Author: Alexandre Ferrieux <[email protected]>
Author: Jan Nijtmans <[email protected]>
State: Final
Type: Project
Vote: Done
Created: 02-Feb-2009
Post-History:
Keywords: Tcl,encoding,convertto,strict,Unicode
Tcl-Version: 8.7
Tcl-Branch: tip-346
Obsoleted-By: 654
Vote-Summary Accepted 5/0/0
Votes-For: FV, JN, KW, MC, SL
Votes-Against: none
Votes-Present: none
Abstract
This TIP proposes to raise an error when an encoding-based conversion loses information.
Background
Encoding-based conversions occur e.g. when writing a string to a
channel. In doing so, Unicode characters are converted to sequences of bytes
according to the channel's encoding. For some
combinations of Unicode char and target encoding, the mapping is lossy
(non-injective). For example, the "é
" character and many of its
cousins is mapped to a "?
" in the 'ascii' target encoding. This loss of
information is sometimes not desired.
Proposed Change
This TIP proposes to make this loss conspicuous.
The idea is to introduce a -strict option to encoding convertto/encoding convertfrom, that would raise an explicit error when non-mappable characters are met. Every encoder/decoder can decide, depending on this flag, if it tries to convert invalid (but common) byte sequences to valid characters or not.
This -strict option cannot be combined with the already existing -nocomplain option (see also "History" section below).
For channels, there's a new -strictencoding option, to be used in fconfigure
,
which can be set to true (default: false). Setting it to true has the same
effect as the -strict option for encoding convertto/encoding convertfrom.
For the utf-8
/utf-16
/utf-32
encodings, the -strict options has an additional effect for
3 different situations it generates an exception for:
Byte sequence '\xC0\x80' is normally accepted by the utf-8 decoder, since it's a representation of '\x00'. When using -strict, this byte sequence will raise an error.
% encoding convertfrom -strict utf-8 \xC0\x80 unexpected byte sequence starting at index 0: '\xC0'
Invalid byte sequences. By default, the utf-8 decoder detects invalid byte sequences, but - if encountered - tries to handle them as if they were iso8859-1 or cp1252. When using -strict, this now will raise an error.

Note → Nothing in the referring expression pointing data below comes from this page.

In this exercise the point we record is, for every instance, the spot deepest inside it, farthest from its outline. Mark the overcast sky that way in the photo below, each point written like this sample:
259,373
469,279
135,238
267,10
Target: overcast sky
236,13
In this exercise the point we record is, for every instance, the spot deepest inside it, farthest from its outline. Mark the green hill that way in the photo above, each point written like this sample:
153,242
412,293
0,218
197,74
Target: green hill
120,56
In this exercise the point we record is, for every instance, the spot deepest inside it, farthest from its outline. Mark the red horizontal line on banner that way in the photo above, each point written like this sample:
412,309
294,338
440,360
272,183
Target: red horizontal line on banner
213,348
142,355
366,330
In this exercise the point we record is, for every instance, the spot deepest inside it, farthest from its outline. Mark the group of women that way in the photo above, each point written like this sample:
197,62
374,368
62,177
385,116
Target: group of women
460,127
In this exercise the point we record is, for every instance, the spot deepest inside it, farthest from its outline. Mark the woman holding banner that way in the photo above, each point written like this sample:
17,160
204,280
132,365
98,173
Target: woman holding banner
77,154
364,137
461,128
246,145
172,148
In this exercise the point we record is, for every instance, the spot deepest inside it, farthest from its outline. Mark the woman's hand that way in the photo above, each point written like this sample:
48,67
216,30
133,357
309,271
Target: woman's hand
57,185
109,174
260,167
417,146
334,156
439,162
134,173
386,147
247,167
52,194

Surrogates. By default, the
utf-8
/utf-16
/utf-32
decoders detect surrogates, but - if encountered - lets them pass through unchanged. When using -strict, this now will raise an error. (This check was added after this TIP was accepted, see last sentence in "Implementation" section below)
As said, other encoders handle -strict in their own way. Currently
the 'core' utf-8
/utf-16
/utf-32
decoders and the table-based decoders
have -strict handling implemented.
Implementation.
A new flag TCL_ENCODING_STRICT
is introduced. This flag inherits all
behavior of TCL_ENCODING_STOPONERROR
, but for the utf-8 decoder
it enables some additional checks, which result in an exception.
This flag can be used in Tcl_UtfToExternalDStringEx()
/Tcl_ExternalToUtfDStringEx()
and all related API. Other encoders/decoders can use this flag
in their own way.
At this moment, the implementation is not 100% OK yet. There's a known bug 6978c01b65 which prevents an exception to be thrown when writing to a channel. Also, the only additional check implemented now is for the '\xC0\x80' byte sequence. After this TIP is accepted, more strict checks will be added to more encodings: the meaning of invalid byte sequence is different for every encoder.
History
The original version of this TIP also contained changes to SetByteArrayFromAny, which are now available in TIP #568.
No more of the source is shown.